2. Normal random variables. Let $\displaystyle X\sim \mathrm{N}(\mu,\sigma)$ be a Gaussian random variable with mean $\displaystyle \mu$ and standard deviation $\displaystyle \sigma$ . What are the $\displaystyle \Psi_X(\lambda)$ and $\displaystyle \Psi_X^*(t)$ ? And give a tail inequality to upper bound the probability $\displaystyle \Pr[X\ge t]$ .
3. Poisson random variables. Let $\displaystyle X\sim \mathrm{Pois}(\nu)$ be a Poisson random variable with parameter $\displaystyle \nu$ , that is, $\displaystyle \Pr[X=k]=\mathrm{e}^{-\nu}\nu^k/k!$ for all $\displaystyle k=0,1,2,\ldots$ . What are the $\displaystyle \Psi_X(\lambda)$ and $\displaystyle \Psi_X^*(t)$ ? And give a tail inequality to upper bound the probability $\displaystyle \Pr[X\ge t]$ .
4. Bernoulli random variables. Let $\displaystyle X\in\{0,1\}$ be a single Bernoulli trial with probability of success $\displaystyle p$ , that is, $\displaystyle \Pr[X=1]=1-\Pr[X=0]=p$ . Show that for any $\displaystyle t\in(p,1)$ , we have $\displaystyle \Psi_X^*(t)=D(Y \| X)$ where $\displaystyle Y\in\{0,1\}$ is a Bernoulli random variable with parameter $\displaystyle t$ and $\displaystyle D(Y \| X)=(1-t)\ln\frac{1-t}{1-p}+t\ln\frac{t}{p}$ is the Kullback-Leibler divergence between $\displaystyle Y$ and $\displaystyle X$ .
5. Sum of independent random variables. Let $\displaystyle X=\sum_{i=1}^nX_i$ be the sum of $\displaystyle n$ independently and identically distributed random variables $\displaystyle X_1,X_2,\ldots, X_n$ . Show that $\displaystyle \Psi_X(\lambda)=\sum_{i=1}^n\Psi_{X_i}(\lambda)$ and $\displaystyle \Psi_X^*(t)=n\Psi^*_{X_i}(\frac{t}{n})$ . Also for binomial random variable $\displaystyle X\sim \mathrm{Bin}(n,p)$ , give an upper bound to the tail inequality $\displaystyle \Pr[X\ge t]$ in terms of KL-divergence.
Give an upper bound to $\displaystyle \Pr[X\ge t]$ when every $\displaystyle X_i$ follows the geometric distribution with a probability $\displaystyle p$ of success.

Problem 3

A boolean code is a mapping $\displaystyle C:\{0,1\}^k\rightarrow\{0,1\}^n$ . Each $\displaystyle x\in\{0,1\}^k$ is called a message and $\displaystyle y=C(x)$ is called a codeword. The code rate $\displaystyle r$ of a code $\displaystyle C$ is $\displaystyle r=\frac{k}{n}$ . A boolean code $\displaystyle C:\{0,1\}^k\rightarrow\{0,1\}^n$ is a linear code if it is a linear transformation, i.e. there is a matrix $\displaystyle A\in\{0,1\}^{n\times k}$ such that $\displaystyle C(x)=Ax$ for any $\displaystyle x\in\{0,1\}^k$ , where the additions and multiplications are defined over the finite field of order two, $\displaystyle (\{0,1\},+_{\bmod 2},\times_{\bmod 2})$ .
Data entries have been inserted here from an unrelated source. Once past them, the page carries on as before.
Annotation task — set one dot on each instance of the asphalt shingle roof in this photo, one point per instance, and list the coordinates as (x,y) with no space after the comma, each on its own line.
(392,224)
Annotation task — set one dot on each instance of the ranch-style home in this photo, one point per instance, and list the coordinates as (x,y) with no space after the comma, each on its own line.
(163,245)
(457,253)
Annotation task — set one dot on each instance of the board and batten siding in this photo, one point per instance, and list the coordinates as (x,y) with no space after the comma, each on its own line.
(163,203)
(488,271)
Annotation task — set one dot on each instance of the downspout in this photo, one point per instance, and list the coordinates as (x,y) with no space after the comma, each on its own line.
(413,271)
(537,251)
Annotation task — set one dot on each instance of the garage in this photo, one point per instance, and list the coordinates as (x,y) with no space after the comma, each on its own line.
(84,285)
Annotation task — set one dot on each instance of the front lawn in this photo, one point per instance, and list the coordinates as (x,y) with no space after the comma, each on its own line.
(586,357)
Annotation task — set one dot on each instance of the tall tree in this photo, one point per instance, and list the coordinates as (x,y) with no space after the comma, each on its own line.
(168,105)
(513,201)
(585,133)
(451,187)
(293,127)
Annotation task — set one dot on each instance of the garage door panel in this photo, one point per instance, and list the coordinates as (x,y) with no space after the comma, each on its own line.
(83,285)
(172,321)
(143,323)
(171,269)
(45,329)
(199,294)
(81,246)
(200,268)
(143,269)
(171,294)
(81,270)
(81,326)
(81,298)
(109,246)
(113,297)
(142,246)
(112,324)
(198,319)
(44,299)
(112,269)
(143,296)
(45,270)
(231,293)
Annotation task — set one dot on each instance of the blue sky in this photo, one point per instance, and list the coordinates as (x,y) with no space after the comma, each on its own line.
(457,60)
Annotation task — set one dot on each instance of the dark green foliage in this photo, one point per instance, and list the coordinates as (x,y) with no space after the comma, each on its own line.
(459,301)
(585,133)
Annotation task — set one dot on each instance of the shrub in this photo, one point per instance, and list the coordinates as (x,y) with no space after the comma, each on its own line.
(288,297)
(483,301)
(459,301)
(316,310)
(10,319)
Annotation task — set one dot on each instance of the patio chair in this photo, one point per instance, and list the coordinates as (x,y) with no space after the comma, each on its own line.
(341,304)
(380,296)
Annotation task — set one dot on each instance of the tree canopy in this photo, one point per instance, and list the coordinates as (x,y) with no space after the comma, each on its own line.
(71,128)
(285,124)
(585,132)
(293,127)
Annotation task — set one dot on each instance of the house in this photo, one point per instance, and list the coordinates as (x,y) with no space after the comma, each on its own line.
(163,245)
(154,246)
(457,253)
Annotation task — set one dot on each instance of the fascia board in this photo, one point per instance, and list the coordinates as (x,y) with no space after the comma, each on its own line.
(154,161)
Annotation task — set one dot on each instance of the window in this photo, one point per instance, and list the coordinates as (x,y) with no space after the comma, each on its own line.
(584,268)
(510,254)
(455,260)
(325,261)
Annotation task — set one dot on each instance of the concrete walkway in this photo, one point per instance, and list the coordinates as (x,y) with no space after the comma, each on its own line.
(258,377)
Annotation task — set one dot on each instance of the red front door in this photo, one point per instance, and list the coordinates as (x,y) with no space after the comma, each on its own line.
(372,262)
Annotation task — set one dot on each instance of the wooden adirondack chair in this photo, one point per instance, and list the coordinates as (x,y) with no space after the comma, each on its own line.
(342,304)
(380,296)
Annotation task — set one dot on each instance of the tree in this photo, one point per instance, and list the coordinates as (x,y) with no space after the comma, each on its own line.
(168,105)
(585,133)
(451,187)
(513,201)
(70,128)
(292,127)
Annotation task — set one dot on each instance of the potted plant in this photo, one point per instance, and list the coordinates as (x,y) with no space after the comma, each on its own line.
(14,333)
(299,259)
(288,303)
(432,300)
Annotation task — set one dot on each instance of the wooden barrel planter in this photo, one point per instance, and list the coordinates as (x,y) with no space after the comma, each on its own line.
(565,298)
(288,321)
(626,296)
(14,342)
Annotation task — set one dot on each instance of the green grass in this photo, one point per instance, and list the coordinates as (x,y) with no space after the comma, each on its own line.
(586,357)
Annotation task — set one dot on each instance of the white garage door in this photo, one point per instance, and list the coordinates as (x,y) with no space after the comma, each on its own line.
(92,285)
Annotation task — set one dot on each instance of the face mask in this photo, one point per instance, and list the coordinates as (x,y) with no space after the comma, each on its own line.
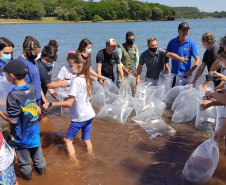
(88,51)
(153,49)
(130,42)
(5,57)
(31,56)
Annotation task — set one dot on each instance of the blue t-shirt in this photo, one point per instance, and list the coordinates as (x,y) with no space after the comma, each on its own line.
(187,49)
(33,77)
(22,107)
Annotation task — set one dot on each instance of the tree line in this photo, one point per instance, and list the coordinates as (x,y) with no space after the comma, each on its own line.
(195,13)
(79,10)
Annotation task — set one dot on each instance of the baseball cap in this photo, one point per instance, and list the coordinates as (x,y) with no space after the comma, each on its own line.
(16,67)
(183,25)
(111,42)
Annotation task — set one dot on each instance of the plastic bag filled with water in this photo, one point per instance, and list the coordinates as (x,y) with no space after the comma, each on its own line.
(206,120)
(98,98)
(145,116)
(221,116)
(181,80)
(125,89)
(186,111)
(110,86)
(124,101)
(166,79)
(114,113)
(187,94)
(143,105)
(171,95)
(110,97)
(202,163)
(5,89)
(157,127)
The distance between two codeword $\displaystyle y_1$ and $\displaystyle y_2$ , denoted by $\displaystyle d(y_1,y_2)$ , is defined as the Hamming distance between them. Formally, $\displaystyle d(y_1,y_2)=\|y_1-y_2\|_1=\sum_{i=1}^n|y_1(i)-y_2(i)|$ . The distance of a code $\displaystyle C$ is the minimum distance between any two codewords. Formally, $\displaystyle d=\min_{x_1,x_2\in \{0,1\}^k\atop x_1\neq x_2}d(C(x_1),C(x_2))$ .
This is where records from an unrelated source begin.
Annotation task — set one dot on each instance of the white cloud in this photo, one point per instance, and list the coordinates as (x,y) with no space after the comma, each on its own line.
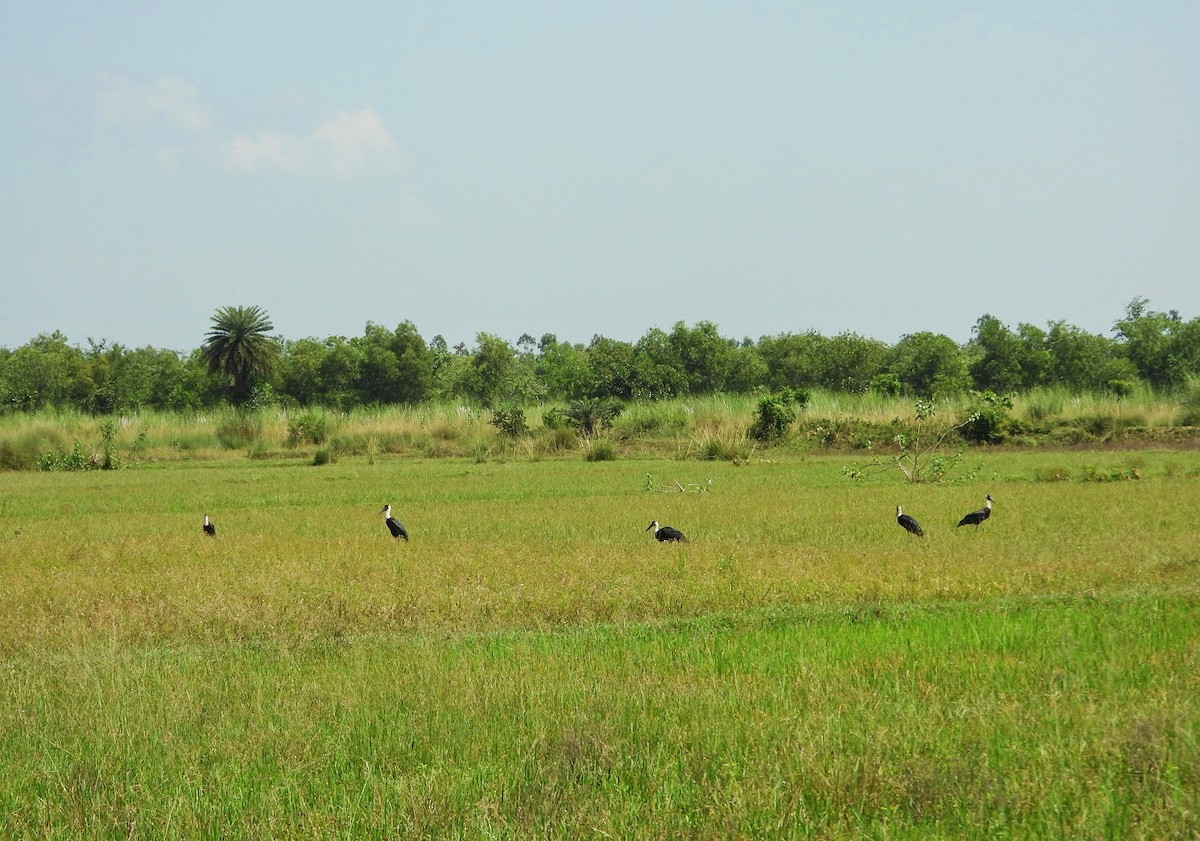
(171,98)
(349,142)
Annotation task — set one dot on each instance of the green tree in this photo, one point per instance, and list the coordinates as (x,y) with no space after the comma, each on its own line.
(703,355)
(299,371)
(45,372)
(996,355)
(1163,348)
(929,365)
(850,362)
(562,367)
(396,365)
(1084,361)
(492,370)
(611,368)
(240,348)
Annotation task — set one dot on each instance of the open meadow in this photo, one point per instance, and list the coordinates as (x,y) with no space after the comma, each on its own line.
(533,664)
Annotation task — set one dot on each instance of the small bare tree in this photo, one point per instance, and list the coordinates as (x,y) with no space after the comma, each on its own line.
(917,458)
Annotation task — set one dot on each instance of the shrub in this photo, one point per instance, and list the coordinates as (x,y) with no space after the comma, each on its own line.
(593,414)
(510,421)
(311,427)
(989,422)
(773,416)
(600,451)
(325,455)
(240,430)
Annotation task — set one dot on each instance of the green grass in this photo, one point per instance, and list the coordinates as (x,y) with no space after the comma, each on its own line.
(701,428)
(534,665)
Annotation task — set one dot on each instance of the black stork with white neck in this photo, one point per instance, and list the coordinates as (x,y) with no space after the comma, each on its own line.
(910,524)
(977,517)
(394,526)
(666,533)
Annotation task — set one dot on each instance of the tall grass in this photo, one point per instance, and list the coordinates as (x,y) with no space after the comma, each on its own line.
(534,665)
(707,427)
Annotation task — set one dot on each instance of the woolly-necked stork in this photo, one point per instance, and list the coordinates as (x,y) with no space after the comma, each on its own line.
(394,526)
(977,517)
(665,533)
(909,523)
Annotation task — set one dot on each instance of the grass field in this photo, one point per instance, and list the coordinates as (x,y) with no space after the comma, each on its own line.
(534,665)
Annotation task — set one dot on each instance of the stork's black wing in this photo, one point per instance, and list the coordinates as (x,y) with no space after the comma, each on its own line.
(911,524)
(396,529)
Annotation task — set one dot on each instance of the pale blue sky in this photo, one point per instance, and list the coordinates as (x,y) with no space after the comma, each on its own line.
(599,168)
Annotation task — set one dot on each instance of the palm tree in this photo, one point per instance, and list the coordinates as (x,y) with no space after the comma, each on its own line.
(239,347)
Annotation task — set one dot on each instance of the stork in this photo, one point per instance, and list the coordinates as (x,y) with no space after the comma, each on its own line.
(666,533)
(394,526)
(977,517)
(909,523)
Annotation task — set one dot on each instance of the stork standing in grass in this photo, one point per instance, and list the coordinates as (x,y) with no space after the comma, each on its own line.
(394,526)
(977,517)
(909,523)
(666,533)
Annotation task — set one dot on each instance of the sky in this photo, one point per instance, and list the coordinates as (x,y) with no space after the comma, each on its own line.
(588,169)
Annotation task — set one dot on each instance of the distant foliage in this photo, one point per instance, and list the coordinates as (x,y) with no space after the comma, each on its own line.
(241,364)
(775,414)
(309,427)
(510,421)
(988,422)
(592,415)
Usually we want to make both the code rate $\displaystyle r$ and the code distance $\displaystyle d$ as large as possible, because a larger rate means that the amount of actual message per transmitted bit is high, and a larger distance allows for more error correction and detection.

• Use the probabilistic method to prove that there exists a boolean code $\displaystyle C:\{0,1\}^k\rightarrow\{0,1\}^n$ of code rate $\displaystyle r$ and distance $\displaystyle \left(\frac{1}{2}-\Theta\left(\sqrt{r}\right)\right)n$ . Try to optimize the constant in $\displaystyle \Theta(\cdot)$ .
• Prove a similar result for linear boolean codes.

Problem 4

Given a binary string, define a run as a maximal sequence of contiguous 1s; for example, the following string

$\displaystyle \underbrace{111}_{3}00\underbrace{11}_{2}00\underbrace{111111}_{6}0\underbrace{1}_{1}0\underbrace{11}_{2}$

contains 5 runs, of length 3, 2, 6, 1, and 2.
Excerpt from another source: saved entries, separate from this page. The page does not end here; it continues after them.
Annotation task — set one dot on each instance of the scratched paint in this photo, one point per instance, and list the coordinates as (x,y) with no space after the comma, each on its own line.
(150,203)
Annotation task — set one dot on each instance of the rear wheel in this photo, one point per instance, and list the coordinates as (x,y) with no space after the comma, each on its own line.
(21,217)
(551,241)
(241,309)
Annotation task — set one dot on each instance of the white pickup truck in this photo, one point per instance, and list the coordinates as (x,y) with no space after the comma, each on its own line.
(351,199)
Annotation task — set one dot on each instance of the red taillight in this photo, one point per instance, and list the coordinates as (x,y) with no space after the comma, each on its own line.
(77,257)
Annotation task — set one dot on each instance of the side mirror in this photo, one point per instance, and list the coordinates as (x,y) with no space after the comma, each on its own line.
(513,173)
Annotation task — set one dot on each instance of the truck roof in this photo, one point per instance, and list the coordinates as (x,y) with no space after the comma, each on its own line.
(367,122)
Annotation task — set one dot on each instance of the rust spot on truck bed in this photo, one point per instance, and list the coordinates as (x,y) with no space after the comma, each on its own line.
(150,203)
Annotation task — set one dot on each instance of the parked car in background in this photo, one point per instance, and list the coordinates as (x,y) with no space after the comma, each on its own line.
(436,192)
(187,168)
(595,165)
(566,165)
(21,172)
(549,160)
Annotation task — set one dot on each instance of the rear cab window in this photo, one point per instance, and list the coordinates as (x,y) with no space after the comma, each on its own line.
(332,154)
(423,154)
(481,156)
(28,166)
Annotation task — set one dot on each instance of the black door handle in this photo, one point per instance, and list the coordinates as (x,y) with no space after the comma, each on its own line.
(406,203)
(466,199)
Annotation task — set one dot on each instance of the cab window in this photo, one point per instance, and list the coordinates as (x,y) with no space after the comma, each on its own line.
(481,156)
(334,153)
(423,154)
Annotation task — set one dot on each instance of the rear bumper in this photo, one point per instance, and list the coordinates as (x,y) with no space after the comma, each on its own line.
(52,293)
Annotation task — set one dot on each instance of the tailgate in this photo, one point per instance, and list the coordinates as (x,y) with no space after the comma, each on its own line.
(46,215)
Let $\displaystyle S$ be a binary string of length $\displaystyle n$ , generated uniformly at random. Let $\displaystyle X_k$ be the number of runs in $\displaystyle S$ of length $\displaystyle k$ or more.

• Compute the exact value of $\displaystyle \mathbb{E}[X_k]$ as a function of $\displaystyle n$ and $\displaystyle k$ .
• Give the best concentration bound you can obtain for $\displaystyle |X_k -\mathbb{E}[X_k]|$ .

Problem 5

(Due to J. Naor.)

The Chernoff bound is an exponentially decreasing bound on tail distributions. Let $\displaystyle X_1,\dots,X_n$ be independent random variables and $\displaystyle \mathbf{E}[X_i]=0$ for all $\displaystyle 1\le i\le n$ . Define $\displaystyle X=X_1+X_2+\dots+X_n$ . We can use the following two kinds of tail inequalities for $\displaystyle X$ .

• Chernoff Bounds:
$\displaystyle \Pr[|X|\ge\delta]\le\min_{t\ge 0}\frac{\mathbf{E}[e^{t|X|}]}{e^{t\delta}}$ .

• $\displaystyle k$ th-Moment Bound:
$\displaystyle \Pr[|X|\ge\delta]\le\frac{\mathbf{E}[|X|^k]}{\delta^k}$ .
1. Show that for each $\displaystyle \delta$ , there exists a choice of $\displaystyle k$ such that the $\displaystyle k$ th-moment bound is strictly stronger than the Chernoff bound. (Hint: You may consider using the probabilistic method.)
2. Why would we still prefer the Chernoff bound to the seemingly stronger $\displaystyle k$ th-moment bound?